„DEADPOOL & WOLVERINE” (Deadpool & Wolverine), USA 2024
Premiera
kinowa: 26 lipca 2024
Nie jestem znawcą komiksów, Marvela i filmów o
superbohaterach. Owszem, oglądam je od czasu do czasu i je doceniam. I pewnie
przeoczyłbym najnowszy hit „Deadpool & Wolverine”, gdyby nie trailer –
znakomity, pełen szybkiej akcji i nowatorskich pomysłów oraz towarzyszące mu
nagranie… Ale o tym potem.
W filmie dwaj superbohaterowie Deadpool (Ryan Reynolds) i
Wolverine (Hugh Jackman) muszą złączyć swoje siły w walce ze wspólnym wrogiem
Tajemniczy Mr Paradox (Matthew Macfayden) wysyła Wade’a i Logana do innej
czasoprzestrzeni zwanej Void, gdzie wszystko pożera stworzenie o nazwie Alioth.
Na miejscu obaj superbohaterowie zostają pojmani przez okrutną Cassandrę Nova
(Emma Corrin), siostrę-bliźniaczkę przywódcy X-Menów, Charlesa Xaviera.

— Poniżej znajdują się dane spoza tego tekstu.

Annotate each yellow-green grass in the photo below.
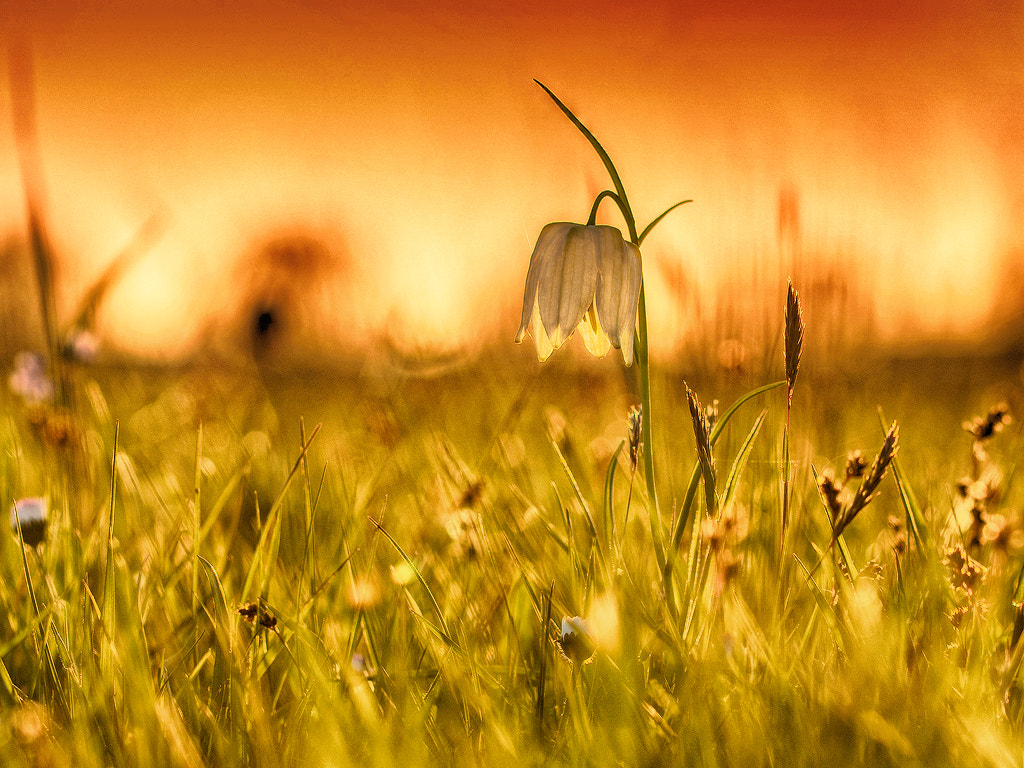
[0,349,1024,768]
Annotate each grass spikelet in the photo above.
[686,386,718,515]
[785,281,804,393]
[831,422,899,544]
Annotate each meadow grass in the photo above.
[0,344,1024,767]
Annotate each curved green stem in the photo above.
[587,189,626,226]
[534,80,640,244]
[634,283,672,573]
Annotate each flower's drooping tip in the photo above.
[10,497,46,547]
[515,222,641,366]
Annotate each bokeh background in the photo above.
[0,0,1024,365]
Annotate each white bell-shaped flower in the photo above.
[515,222,642,366]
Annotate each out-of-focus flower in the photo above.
[7,352,53,406]
[10,496,46,547]
[515,222,642,366]
[558,616,597,667]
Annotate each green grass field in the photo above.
[0,344,1024,768]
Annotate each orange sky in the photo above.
[0,0,1024,355]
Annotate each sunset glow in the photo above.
[0,0,1024,357]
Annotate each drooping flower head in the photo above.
[515,222,642,366]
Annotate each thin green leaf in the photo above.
[722,409,768,509]
[369,517,459,648]
[534,80,639,243]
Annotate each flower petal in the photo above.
[595,234,643,366]
[532,304,555,362]
[515,223,574,343]
[578,304,611,357]
[537,224,598,349]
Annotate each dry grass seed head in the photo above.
[785,281,804,394]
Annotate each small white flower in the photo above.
[515,222,642,366]
[10,496,46,547]
[7,352,53,406]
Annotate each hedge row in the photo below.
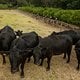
[0,4,8,9]
[19,6,80,26]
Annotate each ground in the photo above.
[0,10,80,80]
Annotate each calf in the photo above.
[0,26,16,64]
[75,40,80,70]
[33,35,72,70]
[9,32,39,77]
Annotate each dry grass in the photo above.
[0,10,80,80]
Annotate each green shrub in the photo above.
[19,6,80,26]
[0,4,8,9]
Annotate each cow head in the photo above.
[33,46,46,65]
[9,48,22,73]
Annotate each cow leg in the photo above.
[27,57,31,63]
[67,52,71,63]
[46,57,51,71]
[39,59,44,66]
[2,55,6,64]
[67,46,72,63]
[21,59,26,78]
[77,60,80,70]
[63,53,66,59]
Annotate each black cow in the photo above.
[51,30,80,45]
[0,26,16,64]
[33,35,72,70]
[75,40,80,70]
[15,30,23,37]
[9,32,39,77]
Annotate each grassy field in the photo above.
[0,10,80,80]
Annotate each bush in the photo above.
[19,6,80,26]
[0,4,8,9]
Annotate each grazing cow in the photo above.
[33,35,72,70]
[75,40,80,70]
[51,30,80,45]
[9,32,39,77]
[15,30,23,37]
[0,26,16,64]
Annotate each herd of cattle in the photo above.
[0,26,80,77]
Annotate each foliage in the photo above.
[19,6,80,25]
[0,4,8,9]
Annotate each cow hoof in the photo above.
[46,68,50,71]
[63,57,66,59]
[66,61,70,63]
[3,62,6,65]
[39,64,42,66]
[21,75,24,78]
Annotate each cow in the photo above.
[75,40,80,70]
[15,30,23,37]
[0,25,16,64]
[33,35,72,70]
[9,32,39,77]
[51,30,80,45]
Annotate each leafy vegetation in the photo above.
[0,0,80,9]
[19,6,80,25]
[0,4,8,9]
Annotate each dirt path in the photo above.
[0,10,80,80]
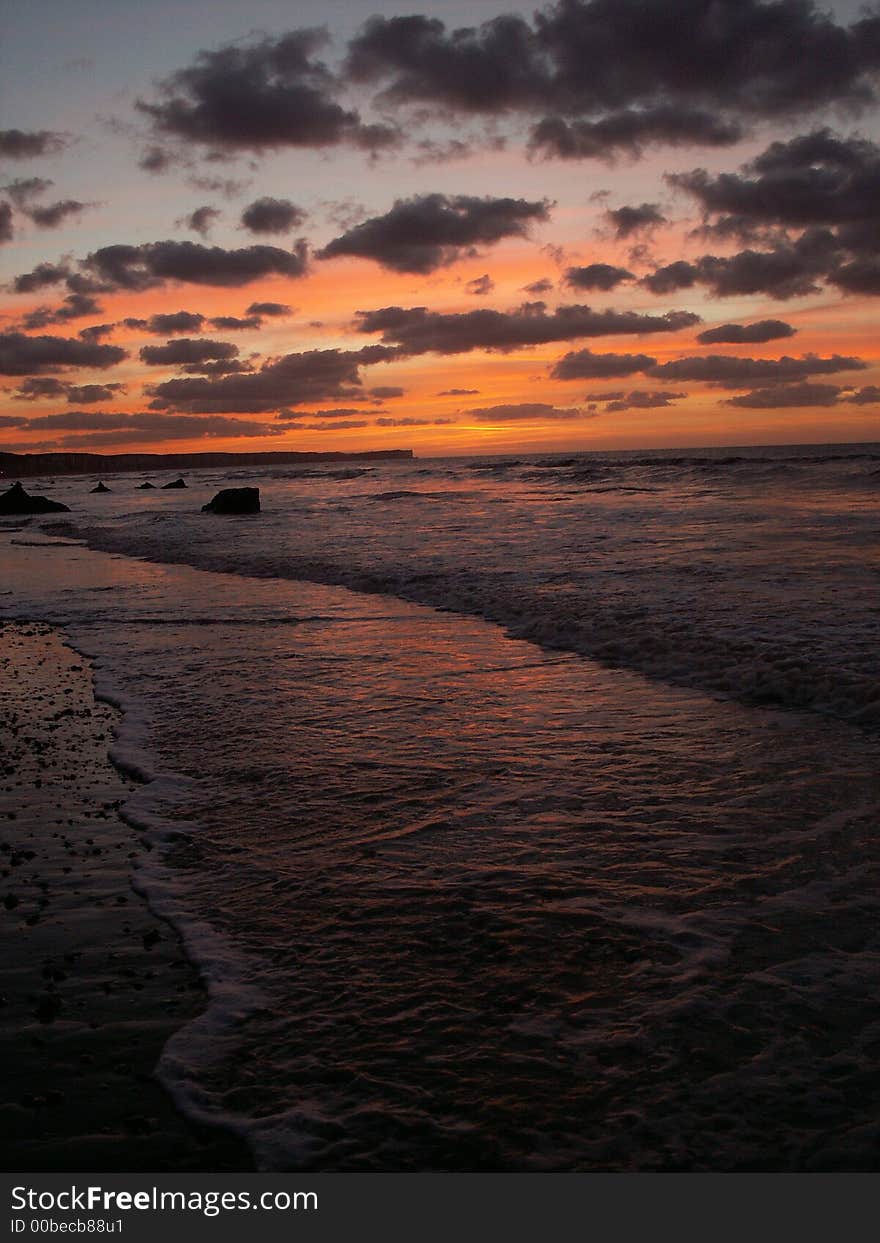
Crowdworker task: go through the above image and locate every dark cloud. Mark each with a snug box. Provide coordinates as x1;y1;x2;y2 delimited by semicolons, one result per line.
183;205;222;237
528;104;743;159
697;319;798;346
0;177;55;209
180;358;254;375
461;401;588;423
22;293;103;329
123;311;205;337
211;314;262;332
27;199;94;229
358;302;700;354
465;272;495;297
0;332;128;375
245;302;293;319
12;375;126;405
661;129;880;297
605;389;687;414
278;419;369;431
346;0;880;158
669;129;880;227
318;194;549;275
0;129;68;159
12;375;67;401
346;15;552;113
19;410;282;449
725;384;843;410
241;198;306;234
536;0;880;117
67;384;126;405
138;30;398;152
82;241;307;290
605;203;666;237
564;264;635;291
649;354;868;389
140;337;239;367
551;349;656;380
12;260;71;293
138;143;180;173
80;323;116;343
150;347;393;414
641;230;838;301
843;384;880;405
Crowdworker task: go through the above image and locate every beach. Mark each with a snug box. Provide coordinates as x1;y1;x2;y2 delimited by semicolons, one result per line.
0;624;249;1171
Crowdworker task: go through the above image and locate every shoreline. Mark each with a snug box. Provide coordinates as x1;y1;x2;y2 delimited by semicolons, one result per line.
0;623;254;1172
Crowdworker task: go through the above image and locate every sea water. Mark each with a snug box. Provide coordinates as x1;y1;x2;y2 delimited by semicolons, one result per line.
0;446;880;1171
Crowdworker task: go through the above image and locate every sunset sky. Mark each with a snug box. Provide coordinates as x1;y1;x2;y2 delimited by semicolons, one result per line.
0;0;880;455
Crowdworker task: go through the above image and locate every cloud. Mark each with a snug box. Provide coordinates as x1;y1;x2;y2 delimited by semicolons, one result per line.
843;384;880;405
697;319;798;346
528;104;743;159
0;177;55;208
564;264;635;291
81;241;307;291
605;389;687;414
180;358;254;375
245;302;293;319
358;302;700;354
123;311;205;337
12;375;126;405
605;203;666;237
12;260;71;293
648;354;868;388
241;198;306;234
27;199;96;229
344;0;880;158
80;323;116;343
140;337;239;367
551;349;656;380
725;384;843;410
19;410;282;449
667;129;880;227
465;272;495;297
318;194;549;275
24;293;102;329
522;276;553;296
0;332;128;375
641;230;836;301
461;401;589;423
211;314;262;332
150;347;389;414
0;129;70;159
137;30;398;152
179;204;222;237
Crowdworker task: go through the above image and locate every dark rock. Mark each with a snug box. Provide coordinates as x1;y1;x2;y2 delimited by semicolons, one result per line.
201;487;260;513
0;484;71;513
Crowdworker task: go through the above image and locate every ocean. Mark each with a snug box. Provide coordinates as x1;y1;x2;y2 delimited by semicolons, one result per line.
0;445;880;1171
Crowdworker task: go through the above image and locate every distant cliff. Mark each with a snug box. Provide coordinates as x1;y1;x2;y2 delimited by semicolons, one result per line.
0;449;413;479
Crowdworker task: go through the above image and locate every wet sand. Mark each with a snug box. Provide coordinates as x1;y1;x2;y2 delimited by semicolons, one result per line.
0;624;252;1171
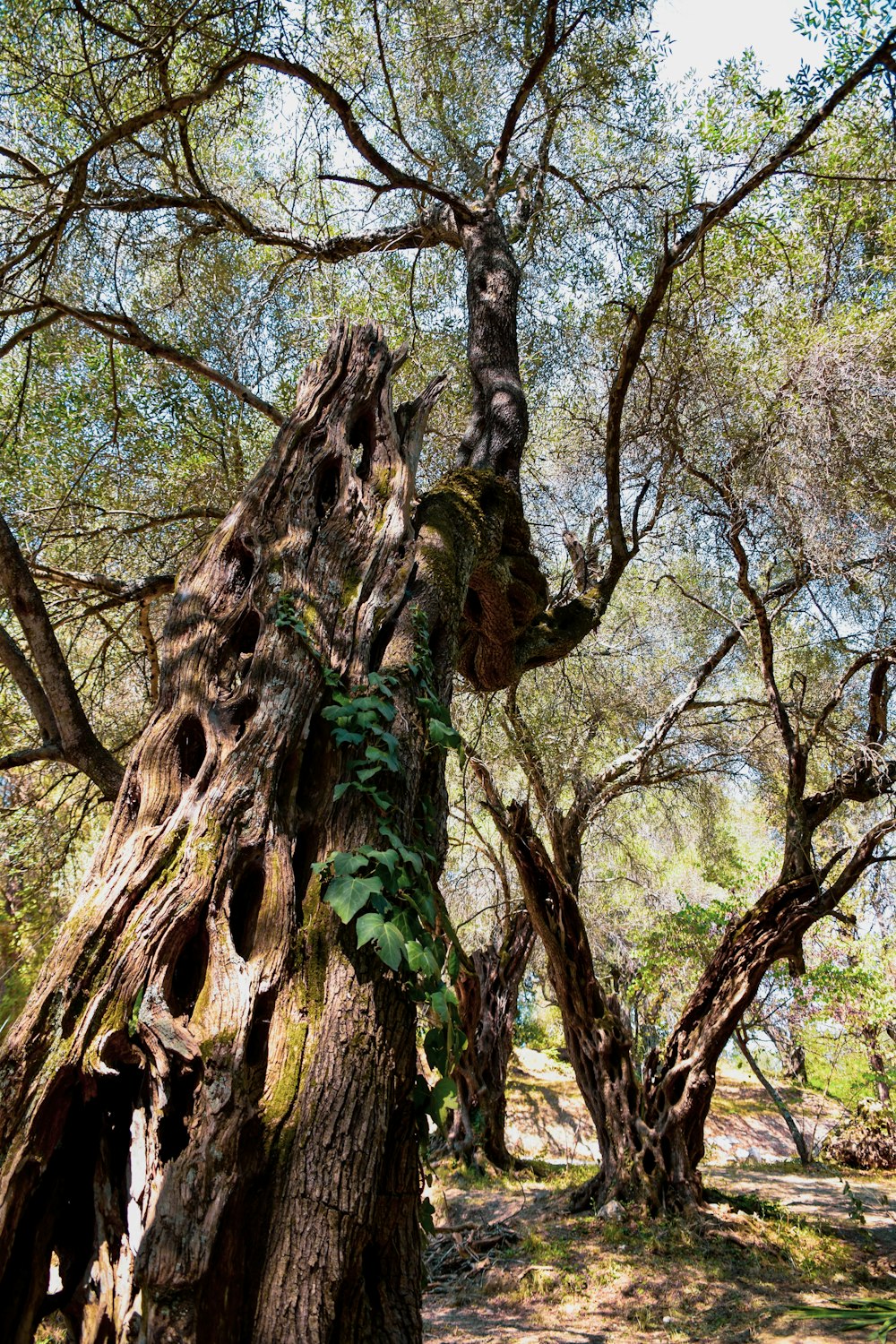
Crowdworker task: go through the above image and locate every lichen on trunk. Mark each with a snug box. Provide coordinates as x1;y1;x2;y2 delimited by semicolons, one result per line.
0;328;482;1344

Deadpool i Wolverine szczęśliwie ratują się ucieczką. W czasie swojej wędrówki napotykają
wariację na temat Deadpoola, niejakiego Nicepoola / Miłego Poola (w tej roli
także Reynolds) – posiadacza urokliwego Dogpoola. Spotykają także całą grupę
nieco zapomnianych superbohaterów: Elektrę (Jennifer Garner), Blade’a (Wesley
Snipes), Gampita (Channing Tatum) oraz Johnny’ego Storma (Chris Evans).
Dochodzi też do bitwy różnych wcieleń Deadpoola z głównymi bohaterami, a
wszystko to przy dźwiękach hitu mojego życia – „Like a Prayer” Madonny,
nagranie wykorzystane też zostało w trailerze filmu, co dało piosence Madonny
nowe życie po 35 latach.
Deadpoolowi i Wolverine’owi udaje się zniszczyć Time Ripper
i ocalić ziemską cywilizację. Wszystko kończy się dobrze – w imię dozgonnej
przyjaźni i solidarności.
W filmie pojawia się wiele niewybrednych żartów, niektóre z
nich wywoływały pąs nawet na moim licu. W produkcji wprost roi się od aluzji do
współczesnej popkultury, innych produkcji Marvela i kondycji współczesnego
świata. Aby je wszystkie wychwycić, pewnie trzeba by obejrzeć film co najmniej
raz jeszcze.
Moim odkryciem filmu jest grająca rolę Cassandry brytyjska
aktorka Emma Corrin. Tak, wiem, grała w „The Crown” i jest bardzo uznaną
aktorką, ale ja po raz pierwszy zobaczyłem ją na dużym ekranie i to w tak
nietypowej dla siebie roli. Była znakomita. Narażę się tu pewnie fanom
Wolverine’a i Hugh Jackmana, ale dla mnie najnowsza produkcja Marvela jest
przede wszystkim filmem Ryana Reynoldsa – aktor jest świetny jako Deadpool,
jako Miły Deadpool, jego kwestie skrzą się dowcipem, a rozpoczynający film
„taniec” do piosenki „Bye Bye Bye” N’SYNC już przeszedł do historii kina.
Tak oto Kanadyjczyk i Australijczyk rozwalili kinowy system,
tworząc najgorętszy tytuł tego sezonu. Szczerze, nie podejrzewałem, że film aż
tak mi się spodoba, naprawdę świetnie się bawiłem przez dwie godziny seansu.
Oczywiście, już pojawiają się głosy, że film obraża różne społeczności i ich
uczucia – no cóż, taka jest konwencja filmów o Deadpoolu od lat i powinniśmy
być na małe szoki kulturowe przygotowani. A jeśli się nie podoba, przecież nie
trzeba oglądać.
Czy zachęcam do obejrzenia przeboju „Deadpool &
Wolverine”? Bez dwóch zdań: tak! To jeden z najlepszych tego typu filmów roku,
to ogromna doza rozrywki, a ścieżka dźwiękowa i dobrane nagrania (z „Like a
Prayer” na czele) to prawdziwy majstersztyk.